For the Spring semester 2016, SASA awarded travel grant to Otso Harju, Masters student in Asian Studies at the Centre for East and South-East Asian Studies, for the fieldwork for his Master thesis. The work took place in New Delhi in the spring of 2016. The thesis has now been published.

During his fieldwork in the Indian capital, Harju interviewed ten young middle-class feminist women about their views on domestic workers, housework and gendered everyday expectations. His thesis “Women and Maids – Perceptions of domestic workers, housework and class among young, progressive, middle- to upper-class women in Delhi” was given the highest grade and has now been published as a working paper by the Center for Asian Studies at Lund University.

Abstract

This thesis analyses ten in-depth interviews on domestic workers, class and gender roles with ten young, politically inclined and often adamantly feminist women from the upper end of the Indian class spectrum. It aims to deepen the understanding of employer-worker relations and gendered domestic roles in contemporary Indian households. Previous literature on the middle- to upper- class employers of domestic workers in the subcontinent has tended to emphasize the uncritical attitude most exhibit towards their employment practices. Distance from physical domestic work has been noted as a key site of class distinction, and a commonality for the otherwise fractured “middle” classes. The maid is hired for the reproduction of not just everyday life but, importantly, of class. Further, since Indian men are largely removed from the sphere of domestic work, and the domestic workers are mostly women, the problems around maids have come to be seen as socially second-rate “women’s issues”. In India, maids play a central role in the age-old issues around reproductive labour.

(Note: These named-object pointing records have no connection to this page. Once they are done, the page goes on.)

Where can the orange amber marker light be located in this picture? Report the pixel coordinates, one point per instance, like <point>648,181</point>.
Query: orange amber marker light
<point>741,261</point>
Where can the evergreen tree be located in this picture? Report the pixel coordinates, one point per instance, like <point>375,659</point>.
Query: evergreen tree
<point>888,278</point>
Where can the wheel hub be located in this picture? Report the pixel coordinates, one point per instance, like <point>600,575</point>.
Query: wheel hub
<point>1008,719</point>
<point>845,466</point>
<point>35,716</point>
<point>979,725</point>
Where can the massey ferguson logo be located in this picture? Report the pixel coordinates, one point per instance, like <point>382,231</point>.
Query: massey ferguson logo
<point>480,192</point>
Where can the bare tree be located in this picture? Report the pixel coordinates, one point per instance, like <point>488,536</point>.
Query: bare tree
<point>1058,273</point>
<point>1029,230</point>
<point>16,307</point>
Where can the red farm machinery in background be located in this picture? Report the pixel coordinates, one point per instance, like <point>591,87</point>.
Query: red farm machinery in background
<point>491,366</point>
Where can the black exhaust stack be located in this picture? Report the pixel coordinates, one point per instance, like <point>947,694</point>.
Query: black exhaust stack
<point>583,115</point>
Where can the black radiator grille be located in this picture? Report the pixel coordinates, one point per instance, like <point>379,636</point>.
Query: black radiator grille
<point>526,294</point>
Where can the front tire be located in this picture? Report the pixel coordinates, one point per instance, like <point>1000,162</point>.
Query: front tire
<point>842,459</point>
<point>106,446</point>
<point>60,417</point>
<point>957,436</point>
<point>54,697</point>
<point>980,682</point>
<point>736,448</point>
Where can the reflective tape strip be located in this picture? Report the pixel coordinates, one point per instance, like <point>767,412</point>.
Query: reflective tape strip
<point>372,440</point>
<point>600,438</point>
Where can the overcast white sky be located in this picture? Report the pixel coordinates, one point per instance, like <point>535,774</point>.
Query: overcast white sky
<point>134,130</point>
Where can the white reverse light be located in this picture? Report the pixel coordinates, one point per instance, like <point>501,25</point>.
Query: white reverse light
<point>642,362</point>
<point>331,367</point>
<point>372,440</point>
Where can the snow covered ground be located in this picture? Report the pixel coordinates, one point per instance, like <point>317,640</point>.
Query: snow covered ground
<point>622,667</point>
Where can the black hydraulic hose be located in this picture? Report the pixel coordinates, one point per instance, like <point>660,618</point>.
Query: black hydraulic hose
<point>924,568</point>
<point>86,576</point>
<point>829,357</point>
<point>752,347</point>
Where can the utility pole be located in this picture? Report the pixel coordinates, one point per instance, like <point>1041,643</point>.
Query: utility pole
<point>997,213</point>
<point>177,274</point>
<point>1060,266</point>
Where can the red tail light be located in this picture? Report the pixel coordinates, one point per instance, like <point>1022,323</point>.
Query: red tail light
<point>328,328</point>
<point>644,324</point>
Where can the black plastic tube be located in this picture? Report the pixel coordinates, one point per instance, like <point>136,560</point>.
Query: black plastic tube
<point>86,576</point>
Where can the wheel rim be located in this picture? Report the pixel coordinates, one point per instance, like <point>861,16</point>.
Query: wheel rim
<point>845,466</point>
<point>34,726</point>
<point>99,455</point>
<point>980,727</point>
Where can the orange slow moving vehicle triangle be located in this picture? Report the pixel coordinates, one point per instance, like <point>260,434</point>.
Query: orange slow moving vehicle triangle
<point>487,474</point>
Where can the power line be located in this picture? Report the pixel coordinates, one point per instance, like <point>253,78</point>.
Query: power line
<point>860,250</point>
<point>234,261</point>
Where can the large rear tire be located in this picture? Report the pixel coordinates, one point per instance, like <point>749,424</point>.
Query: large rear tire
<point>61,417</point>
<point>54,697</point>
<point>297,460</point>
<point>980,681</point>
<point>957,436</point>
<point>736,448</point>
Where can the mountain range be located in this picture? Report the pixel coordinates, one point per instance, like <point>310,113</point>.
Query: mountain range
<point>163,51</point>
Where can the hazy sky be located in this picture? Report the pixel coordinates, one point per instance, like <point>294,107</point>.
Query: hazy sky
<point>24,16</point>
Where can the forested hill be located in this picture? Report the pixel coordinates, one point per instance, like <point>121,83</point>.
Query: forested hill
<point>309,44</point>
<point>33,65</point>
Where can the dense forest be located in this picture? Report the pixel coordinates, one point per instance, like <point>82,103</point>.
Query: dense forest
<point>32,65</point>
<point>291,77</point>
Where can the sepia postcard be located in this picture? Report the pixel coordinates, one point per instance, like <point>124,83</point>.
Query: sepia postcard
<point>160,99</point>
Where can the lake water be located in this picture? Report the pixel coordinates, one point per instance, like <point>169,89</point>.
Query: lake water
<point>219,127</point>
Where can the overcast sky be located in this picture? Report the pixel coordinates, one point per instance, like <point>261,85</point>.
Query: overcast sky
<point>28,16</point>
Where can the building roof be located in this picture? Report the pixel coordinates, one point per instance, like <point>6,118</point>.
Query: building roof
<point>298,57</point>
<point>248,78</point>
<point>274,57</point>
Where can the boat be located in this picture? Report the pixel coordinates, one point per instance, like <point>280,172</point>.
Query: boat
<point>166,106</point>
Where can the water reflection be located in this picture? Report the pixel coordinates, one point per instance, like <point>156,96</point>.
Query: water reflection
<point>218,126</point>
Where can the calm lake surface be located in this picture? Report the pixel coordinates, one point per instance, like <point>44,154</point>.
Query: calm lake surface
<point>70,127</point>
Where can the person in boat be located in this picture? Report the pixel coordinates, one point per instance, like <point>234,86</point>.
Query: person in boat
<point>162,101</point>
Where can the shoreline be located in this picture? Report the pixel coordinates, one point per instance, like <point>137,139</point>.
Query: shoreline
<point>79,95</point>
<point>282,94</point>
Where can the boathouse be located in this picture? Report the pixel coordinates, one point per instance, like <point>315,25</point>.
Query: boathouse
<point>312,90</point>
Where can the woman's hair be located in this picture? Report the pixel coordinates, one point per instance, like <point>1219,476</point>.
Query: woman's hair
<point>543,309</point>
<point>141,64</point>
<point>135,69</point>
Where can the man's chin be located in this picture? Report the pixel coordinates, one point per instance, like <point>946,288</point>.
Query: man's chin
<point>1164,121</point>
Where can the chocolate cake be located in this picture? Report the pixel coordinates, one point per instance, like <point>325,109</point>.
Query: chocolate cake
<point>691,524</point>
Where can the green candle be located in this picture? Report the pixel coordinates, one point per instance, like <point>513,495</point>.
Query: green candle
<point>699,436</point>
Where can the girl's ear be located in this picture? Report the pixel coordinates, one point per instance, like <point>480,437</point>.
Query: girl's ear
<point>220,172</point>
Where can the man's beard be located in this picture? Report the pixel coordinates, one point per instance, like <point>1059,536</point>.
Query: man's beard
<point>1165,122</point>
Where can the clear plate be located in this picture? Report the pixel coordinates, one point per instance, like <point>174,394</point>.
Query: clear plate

My findings corroborate previous research and also go on to provide a perspective of potential change. Far from just accepting what has been termed an Indian ‘culture of servitude’, my interviewees exhibit a deep reflexivity and often highly critical attitude towards the idea of employing maids, as well as towards the domestic assumptions put on themselves. Generational change, the desire for democratization and increasing expectations on male partners are central themes in my participants’ discussions. At the same time, the interviewees also display an often anxious ambiguity as to whether or not they are able to resist social and parental pressures, and to live up to their own ideals. My findings emphasize the existence of a critical, progressive, highly self-reflexive yet often politically pragmatic twenty-something-year-old, largely overlooked in discussions on the ‘new Indian woman’.